Stop Thinking About AI for Your Workflow. Start Thinking About Your Tasks.

I’ve been writing about technology for nearly thirty years (pardon me while I go turn into a pile of dust)—and using it for more than forty years (see previous parenthetical). One of the truisms that comes with the benefit of seeing back through time is that I’m rarely surprised by the discourse around (and I’m sorry to use this term) disruptive technologies.

The latest technology to stumble into the public square is Generative AI.

The general discourse around these technologies as they roll out is rarely nuanced. (Y’all may not remember Desktop Publishing, but that was absolutely going to ruin things, and how dare these ‘zines exist!) A cabal of true believers will tell us that everything will change, while a murder of defenders of the past speak only of its evils.

And so it goes—this time—with Gen AI.

The discourse will change in the coming years, as the technology seeps deeper into our way of life. (The one thing I do hope we’ve learned—although I have my doubts—is to proceed with a sense of caution when it comes to the impact on culture and life.)

Which brings us to here, an inflection point in the discussion about Artificial Intelligence and its use within the workforce.

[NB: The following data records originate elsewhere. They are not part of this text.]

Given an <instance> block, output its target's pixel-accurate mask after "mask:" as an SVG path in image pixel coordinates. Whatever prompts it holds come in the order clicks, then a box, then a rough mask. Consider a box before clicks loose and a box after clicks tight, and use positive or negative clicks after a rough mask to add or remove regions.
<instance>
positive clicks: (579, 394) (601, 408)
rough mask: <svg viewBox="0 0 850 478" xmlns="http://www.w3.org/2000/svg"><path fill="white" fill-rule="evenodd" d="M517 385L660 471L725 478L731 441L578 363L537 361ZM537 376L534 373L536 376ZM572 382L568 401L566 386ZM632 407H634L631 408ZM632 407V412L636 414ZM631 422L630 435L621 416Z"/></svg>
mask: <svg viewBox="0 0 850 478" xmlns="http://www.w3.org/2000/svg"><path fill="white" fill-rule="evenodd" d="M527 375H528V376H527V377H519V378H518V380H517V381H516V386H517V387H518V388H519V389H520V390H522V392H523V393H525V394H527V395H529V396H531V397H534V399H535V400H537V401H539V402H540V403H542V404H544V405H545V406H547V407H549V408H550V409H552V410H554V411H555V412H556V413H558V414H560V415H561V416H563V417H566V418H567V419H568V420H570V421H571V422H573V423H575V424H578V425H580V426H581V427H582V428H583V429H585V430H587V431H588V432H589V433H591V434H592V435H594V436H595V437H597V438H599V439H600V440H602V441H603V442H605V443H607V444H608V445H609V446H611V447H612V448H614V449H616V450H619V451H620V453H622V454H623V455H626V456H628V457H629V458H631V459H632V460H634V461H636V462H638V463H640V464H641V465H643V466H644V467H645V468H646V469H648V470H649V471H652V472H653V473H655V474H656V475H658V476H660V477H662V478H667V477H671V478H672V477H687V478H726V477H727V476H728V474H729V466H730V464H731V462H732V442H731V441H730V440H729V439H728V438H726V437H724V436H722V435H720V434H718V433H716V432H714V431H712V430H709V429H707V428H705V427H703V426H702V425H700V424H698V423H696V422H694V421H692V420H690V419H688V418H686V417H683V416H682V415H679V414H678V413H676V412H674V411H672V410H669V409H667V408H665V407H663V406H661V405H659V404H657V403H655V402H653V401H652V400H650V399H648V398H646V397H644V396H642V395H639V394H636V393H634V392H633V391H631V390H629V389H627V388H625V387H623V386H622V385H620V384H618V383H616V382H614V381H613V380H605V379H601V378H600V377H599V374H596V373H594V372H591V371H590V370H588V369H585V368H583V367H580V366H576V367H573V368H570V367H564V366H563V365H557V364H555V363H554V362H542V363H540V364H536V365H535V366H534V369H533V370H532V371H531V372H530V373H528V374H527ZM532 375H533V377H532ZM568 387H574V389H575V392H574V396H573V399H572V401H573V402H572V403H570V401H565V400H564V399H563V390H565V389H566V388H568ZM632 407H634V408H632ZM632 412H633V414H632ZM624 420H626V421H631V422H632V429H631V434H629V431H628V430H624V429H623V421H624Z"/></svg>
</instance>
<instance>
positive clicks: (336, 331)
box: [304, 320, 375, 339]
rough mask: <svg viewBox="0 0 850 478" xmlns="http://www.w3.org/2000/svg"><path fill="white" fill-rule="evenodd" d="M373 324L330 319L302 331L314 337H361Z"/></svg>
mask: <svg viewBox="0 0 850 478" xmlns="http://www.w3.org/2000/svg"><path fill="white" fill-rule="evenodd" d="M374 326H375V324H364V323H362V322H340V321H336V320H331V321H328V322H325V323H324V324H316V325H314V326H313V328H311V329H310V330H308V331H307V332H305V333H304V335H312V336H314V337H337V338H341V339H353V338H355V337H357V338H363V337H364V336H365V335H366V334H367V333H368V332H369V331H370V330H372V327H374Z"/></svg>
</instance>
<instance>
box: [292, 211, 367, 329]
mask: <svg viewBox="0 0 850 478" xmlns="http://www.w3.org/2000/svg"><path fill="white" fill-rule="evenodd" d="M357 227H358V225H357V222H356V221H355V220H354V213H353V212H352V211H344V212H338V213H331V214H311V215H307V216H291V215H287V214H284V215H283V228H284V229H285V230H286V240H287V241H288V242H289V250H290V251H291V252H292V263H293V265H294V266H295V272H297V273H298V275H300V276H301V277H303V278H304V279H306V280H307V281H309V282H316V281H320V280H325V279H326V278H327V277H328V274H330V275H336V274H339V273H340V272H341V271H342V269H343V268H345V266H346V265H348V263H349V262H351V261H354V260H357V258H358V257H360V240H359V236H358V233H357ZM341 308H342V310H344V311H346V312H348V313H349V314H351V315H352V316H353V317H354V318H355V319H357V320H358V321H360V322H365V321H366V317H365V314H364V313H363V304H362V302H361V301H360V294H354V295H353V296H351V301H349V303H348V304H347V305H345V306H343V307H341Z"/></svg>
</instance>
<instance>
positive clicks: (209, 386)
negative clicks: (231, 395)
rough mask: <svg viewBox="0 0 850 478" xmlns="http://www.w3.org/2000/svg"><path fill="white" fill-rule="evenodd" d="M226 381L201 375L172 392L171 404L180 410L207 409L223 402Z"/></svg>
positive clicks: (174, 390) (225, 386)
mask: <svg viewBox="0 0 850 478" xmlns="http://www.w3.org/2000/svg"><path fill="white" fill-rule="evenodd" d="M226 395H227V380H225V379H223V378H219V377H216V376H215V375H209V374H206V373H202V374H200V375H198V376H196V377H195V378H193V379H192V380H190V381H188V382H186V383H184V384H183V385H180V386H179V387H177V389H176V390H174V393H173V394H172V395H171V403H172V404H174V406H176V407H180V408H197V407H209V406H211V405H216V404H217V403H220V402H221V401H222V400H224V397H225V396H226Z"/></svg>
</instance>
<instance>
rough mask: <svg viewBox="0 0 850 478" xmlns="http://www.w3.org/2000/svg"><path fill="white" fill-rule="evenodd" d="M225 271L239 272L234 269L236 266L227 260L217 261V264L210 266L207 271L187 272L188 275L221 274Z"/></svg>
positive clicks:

Researchers from MIT’s Sloan School of Management recently published a 120-page paper outlining a framework for evaluating workflows—and the tasks that make them up—to help teams determine where (or if) AI might be deployed and how that might (or might not) help the team. It’s a deep dive into the nuance of work, one that project managers who have done Work Breakdown Structures have lived with for a while.

For the TL;DR crowd, I created a summary page for each section—and included a bit about its importance in my Comms/Project Management world. (See how Claude Projects and GenAI made your life a little easier there.)

The general idea that resonated for me (and please read to get the actual idea) is that you shouldn’t—or can’t—think about using AI for your workflow. Instead, you should evaluate each individual task within a workflow to determine whether or when it can be improved with an existing tool or one that will soon exist. This gives teams the ability to be thoughtful about how to improve their workflows.

While I was an academic for almost twelve years, I’m a practitioner at heart. (Go, Journalism and Storytelling.) I’ve always tried to operationalize research and turn it into a practical tool that helps me solve problems. That’s what research is (sometimes) really good at doing.

So, I turned to Claude Projects again and set out to vibe code an interactive template that uses that framework and turns it into a usable tool for building a workflow and evaluating the potential use of AI for any task within it.

If you’re working towards understanding when, why, and why you can (or shouldn’t) use AI in your workflows, this framework is pretty great.